Пламя разбивалось о чужеродный холод; клочья огня рвались, не зажигая ничего, и уходили в себя.

Всё это и отражалось в стихах…

«Ободрённый в начале знакомства с И. её приязнью и вниманием, Л. вскоре встретил непонимание и холодность». — Это стороннее заключение из статьи в Лермонтовской энциклопедии, разумеется, по-своему верно, но разве оно говорит о том, что испытала тогда лермонтовская душа?.. Столкновение самых сокровенных желаний с равнодушием ангелоподобной девушки; разочарование в земном божестве, оказавшемся призраком; крушение надежд и падение в новую непомерную бездну одиночества.
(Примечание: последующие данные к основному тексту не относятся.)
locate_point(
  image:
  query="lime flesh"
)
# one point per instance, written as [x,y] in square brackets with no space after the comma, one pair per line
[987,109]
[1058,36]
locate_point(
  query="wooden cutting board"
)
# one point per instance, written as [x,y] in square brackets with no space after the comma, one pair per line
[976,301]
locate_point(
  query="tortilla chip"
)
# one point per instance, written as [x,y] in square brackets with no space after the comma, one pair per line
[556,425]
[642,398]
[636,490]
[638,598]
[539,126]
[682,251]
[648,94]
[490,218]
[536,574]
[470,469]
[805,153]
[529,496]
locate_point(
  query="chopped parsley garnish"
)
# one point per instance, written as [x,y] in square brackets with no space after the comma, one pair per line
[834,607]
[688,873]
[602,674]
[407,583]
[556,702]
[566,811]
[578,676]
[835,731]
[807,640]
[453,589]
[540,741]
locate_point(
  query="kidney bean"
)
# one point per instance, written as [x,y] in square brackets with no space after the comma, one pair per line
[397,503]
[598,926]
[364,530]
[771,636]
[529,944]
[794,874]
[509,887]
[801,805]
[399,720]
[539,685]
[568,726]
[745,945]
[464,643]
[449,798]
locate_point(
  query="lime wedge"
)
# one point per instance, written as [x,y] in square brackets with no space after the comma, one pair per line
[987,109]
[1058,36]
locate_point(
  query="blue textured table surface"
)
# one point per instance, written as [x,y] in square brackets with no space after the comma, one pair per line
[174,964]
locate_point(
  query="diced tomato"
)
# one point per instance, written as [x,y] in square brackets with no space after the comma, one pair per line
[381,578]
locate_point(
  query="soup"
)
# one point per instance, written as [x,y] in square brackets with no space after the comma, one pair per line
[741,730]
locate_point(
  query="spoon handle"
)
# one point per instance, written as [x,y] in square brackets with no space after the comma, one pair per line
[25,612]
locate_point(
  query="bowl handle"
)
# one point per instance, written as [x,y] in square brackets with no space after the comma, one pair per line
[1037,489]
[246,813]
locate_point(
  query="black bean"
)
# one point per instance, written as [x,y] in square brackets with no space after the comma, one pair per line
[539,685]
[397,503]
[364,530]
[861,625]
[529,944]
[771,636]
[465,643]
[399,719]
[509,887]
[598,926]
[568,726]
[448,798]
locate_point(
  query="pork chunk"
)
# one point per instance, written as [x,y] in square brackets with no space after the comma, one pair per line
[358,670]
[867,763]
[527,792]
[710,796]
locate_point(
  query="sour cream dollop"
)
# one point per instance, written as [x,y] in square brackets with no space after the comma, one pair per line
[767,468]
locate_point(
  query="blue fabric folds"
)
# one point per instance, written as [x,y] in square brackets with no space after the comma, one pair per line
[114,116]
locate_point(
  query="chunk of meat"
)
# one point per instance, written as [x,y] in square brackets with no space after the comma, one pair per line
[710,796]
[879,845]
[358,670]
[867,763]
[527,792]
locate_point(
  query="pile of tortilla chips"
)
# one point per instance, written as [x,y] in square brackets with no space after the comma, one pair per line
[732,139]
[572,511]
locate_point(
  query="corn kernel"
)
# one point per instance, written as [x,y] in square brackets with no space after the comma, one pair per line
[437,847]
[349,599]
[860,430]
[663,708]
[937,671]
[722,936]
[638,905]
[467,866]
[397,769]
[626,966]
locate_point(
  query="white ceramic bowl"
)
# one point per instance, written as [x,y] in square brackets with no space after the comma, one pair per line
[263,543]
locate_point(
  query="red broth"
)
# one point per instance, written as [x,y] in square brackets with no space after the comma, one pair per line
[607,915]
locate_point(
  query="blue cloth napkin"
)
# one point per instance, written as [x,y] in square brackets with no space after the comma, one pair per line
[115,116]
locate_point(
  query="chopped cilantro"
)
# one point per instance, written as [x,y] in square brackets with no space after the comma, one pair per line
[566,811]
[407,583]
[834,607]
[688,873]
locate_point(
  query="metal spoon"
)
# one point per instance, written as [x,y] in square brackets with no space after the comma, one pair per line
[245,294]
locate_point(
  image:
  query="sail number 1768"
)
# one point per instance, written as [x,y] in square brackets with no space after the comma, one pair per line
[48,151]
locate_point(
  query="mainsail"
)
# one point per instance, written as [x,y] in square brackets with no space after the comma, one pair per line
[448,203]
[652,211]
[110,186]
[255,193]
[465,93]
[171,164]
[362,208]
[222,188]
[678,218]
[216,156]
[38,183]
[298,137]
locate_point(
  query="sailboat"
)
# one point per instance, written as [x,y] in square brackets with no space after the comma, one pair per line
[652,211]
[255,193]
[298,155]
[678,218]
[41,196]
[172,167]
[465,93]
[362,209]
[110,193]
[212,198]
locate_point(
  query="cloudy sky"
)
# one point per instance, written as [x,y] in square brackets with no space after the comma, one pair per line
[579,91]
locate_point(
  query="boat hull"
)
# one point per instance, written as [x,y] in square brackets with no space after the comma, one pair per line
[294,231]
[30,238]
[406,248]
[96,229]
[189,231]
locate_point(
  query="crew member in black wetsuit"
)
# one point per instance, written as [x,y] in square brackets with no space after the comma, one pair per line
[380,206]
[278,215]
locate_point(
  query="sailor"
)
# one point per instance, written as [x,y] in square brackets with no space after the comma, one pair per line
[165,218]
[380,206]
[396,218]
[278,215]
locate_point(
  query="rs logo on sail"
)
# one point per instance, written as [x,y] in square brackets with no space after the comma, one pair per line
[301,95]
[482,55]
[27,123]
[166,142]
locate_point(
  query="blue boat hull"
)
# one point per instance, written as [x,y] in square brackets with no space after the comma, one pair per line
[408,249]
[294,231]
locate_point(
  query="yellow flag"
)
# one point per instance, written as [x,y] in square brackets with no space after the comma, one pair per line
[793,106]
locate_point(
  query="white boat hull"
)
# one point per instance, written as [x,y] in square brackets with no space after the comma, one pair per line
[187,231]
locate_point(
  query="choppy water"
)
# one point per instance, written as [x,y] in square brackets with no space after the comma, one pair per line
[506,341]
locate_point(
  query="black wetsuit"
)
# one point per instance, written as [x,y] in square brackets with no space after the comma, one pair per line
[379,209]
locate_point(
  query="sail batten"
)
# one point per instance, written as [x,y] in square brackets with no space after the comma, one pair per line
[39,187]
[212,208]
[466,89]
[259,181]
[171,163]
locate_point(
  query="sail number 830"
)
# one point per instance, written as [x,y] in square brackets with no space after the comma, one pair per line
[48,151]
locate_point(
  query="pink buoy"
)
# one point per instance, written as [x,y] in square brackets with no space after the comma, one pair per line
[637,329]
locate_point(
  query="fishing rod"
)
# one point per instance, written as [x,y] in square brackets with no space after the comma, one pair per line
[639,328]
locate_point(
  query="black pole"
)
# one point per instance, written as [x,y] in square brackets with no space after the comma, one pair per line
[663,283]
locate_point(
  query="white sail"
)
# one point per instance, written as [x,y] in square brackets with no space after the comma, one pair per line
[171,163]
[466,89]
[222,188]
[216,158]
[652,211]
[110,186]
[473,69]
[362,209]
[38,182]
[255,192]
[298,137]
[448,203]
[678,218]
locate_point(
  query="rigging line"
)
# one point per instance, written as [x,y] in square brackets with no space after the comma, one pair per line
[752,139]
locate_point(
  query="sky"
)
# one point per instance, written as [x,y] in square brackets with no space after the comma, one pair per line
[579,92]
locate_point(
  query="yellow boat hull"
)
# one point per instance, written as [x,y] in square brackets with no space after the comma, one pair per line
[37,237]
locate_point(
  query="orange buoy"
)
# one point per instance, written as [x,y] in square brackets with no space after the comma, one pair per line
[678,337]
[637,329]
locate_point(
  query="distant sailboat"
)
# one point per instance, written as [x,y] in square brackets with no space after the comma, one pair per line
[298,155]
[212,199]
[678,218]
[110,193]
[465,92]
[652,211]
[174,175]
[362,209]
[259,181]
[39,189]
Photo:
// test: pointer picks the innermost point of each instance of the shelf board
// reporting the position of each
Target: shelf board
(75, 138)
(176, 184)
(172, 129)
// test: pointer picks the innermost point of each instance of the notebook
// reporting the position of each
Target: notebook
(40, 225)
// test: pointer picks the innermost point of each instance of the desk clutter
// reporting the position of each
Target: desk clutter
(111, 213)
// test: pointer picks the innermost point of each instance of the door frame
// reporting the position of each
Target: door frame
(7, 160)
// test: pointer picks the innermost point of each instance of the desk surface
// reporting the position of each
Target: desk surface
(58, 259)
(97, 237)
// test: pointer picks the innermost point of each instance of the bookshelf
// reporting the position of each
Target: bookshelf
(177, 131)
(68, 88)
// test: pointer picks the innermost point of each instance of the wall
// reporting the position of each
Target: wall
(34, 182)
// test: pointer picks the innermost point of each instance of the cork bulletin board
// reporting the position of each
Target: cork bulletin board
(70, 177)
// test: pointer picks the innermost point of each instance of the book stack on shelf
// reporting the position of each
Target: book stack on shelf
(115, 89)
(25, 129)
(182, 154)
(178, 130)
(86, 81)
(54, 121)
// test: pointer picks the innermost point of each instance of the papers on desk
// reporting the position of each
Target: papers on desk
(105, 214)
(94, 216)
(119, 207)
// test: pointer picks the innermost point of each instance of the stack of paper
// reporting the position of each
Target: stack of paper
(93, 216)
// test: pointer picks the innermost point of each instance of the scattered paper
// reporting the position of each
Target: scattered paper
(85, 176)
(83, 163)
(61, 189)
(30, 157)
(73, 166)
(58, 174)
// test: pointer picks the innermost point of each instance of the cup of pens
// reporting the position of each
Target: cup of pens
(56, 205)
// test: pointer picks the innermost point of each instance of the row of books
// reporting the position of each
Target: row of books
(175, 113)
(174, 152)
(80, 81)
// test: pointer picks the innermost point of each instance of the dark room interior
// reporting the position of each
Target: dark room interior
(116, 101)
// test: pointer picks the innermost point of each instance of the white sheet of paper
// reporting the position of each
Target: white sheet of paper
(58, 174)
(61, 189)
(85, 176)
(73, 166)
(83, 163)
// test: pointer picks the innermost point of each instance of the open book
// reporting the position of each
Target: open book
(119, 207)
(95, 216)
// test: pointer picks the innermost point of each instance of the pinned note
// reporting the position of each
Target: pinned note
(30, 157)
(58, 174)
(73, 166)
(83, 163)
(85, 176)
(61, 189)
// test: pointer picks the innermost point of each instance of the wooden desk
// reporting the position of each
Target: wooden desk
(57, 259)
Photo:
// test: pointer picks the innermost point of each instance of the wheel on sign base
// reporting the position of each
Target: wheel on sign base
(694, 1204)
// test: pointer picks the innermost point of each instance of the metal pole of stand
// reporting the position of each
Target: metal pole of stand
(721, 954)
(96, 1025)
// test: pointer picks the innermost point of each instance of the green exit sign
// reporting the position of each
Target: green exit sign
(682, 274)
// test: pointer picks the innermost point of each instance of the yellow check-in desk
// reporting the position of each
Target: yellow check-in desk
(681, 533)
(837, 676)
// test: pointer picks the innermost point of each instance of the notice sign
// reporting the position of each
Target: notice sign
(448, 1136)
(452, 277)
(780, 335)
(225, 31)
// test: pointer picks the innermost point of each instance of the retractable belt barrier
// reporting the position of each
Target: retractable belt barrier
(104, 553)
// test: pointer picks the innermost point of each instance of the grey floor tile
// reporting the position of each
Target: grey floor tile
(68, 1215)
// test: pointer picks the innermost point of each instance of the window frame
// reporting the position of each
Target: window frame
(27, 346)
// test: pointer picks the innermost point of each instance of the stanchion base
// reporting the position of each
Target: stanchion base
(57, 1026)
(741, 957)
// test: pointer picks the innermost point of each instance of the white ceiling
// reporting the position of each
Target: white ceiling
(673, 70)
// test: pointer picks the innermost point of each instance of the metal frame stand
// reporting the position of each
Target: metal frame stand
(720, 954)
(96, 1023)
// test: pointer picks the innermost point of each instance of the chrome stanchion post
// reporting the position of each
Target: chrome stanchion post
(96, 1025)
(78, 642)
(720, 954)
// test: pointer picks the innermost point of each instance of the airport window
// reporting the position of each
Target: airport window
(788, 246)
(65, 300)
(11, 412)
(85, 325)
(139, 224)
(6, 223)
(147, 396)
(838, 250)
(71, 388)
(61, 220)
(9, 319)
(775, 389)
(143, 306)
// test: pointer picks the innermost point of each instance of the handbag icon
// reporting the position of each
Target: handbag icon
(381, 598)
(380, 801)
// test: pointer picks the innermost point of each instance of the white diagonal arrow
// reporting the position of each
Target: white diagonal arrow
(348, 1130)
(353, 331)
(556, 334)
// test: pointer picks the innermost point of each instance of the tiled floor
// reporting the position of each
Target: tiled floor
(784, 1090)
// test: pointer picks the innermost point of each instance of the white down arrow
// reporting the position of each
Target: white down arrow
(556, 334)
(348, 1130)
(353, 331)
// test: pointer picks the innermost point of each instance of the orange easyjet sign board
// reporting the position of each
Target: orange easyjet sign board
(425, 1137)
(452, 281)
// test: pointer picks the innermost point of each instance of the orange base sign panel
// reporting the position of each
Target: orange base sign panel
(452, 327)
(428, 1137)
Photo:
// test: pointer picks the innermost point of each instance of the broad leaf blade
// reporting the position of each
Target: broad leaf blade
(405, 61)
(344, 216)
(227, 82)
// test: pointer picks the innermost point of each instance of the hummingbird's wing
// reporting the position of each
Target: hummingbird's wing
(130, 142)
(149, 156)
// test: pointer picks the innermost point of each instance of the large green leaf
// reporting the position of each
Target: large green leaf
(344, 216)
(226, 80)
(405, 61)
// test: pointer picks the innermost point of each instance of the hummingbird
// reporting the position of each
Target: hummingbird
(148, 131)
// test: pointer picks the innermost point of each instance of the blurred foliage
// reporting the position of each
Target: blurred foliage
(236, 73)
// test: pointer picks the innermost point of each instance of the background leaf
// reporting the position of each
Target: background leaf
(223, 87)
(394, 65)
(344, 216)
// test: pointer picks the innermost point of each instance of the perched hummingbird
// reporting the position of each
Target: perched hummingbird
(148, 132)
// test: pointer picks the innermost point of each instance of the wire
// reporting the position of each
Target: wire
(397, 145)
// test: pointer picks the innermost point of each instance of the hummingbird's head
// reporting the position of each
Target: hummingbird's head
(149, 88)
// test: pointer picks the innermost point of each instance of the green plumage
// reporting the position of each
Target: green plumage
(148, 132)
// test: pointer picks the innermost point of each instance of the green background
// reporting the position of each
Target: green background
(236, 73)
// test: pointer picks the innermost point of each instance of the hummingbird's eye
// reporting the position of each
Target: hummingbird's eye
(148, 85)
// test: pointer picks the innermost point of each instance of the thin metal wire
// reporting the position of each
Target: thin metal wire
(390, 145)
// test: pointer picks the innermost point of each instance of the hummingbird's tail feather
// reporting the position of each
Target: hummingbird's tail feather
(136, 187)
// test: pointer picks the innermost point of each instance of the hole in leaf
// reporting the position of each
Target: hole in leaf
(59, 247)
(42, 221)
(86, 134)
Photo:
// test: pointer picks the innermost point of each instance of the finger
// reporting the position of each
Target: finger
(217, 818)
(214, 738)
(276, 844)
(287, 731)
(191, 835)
В одном из первых стихотворений Лермонтова, обращённых к Наталье Ивановой, всё это выражено с предельной откровенностью:

Мои неясные мечты
Я выразить хотел стихами,
Чтобы, прочтя сии листы,
Меня бы примирила ты
С людьми и с буйными страстями;
Но взор спокойный, чистый твой
В меня вперился изумлённый.
Ты покачала головой,
Сказав, что болен разум мой,
Желаньем вздорным ослеплённый.
(«Н. Ф. И….вой», 1830)

Спокойный и чистый взор отразил лишь природную душевную чужету его обладательницы лермонтовской душе; девушка вовсе не собиралась делить его «безумие».

«Божество» оказалось на поверку призраком, обманом зрения.

Быт на дух не принял бытие — и равнодушно, «бесчувственно» отвернулся…

Пока любовный морок ещё томил юношу, «больного» разве что чрезмерной чувствительностью и полнотой души, покуда Лермонтов в десятках предельно мрачных стихов избывал свои тяжкие бездны, он ещё хватался за малейшие проблески надежды: так велико было его желание достичь небесного в земном.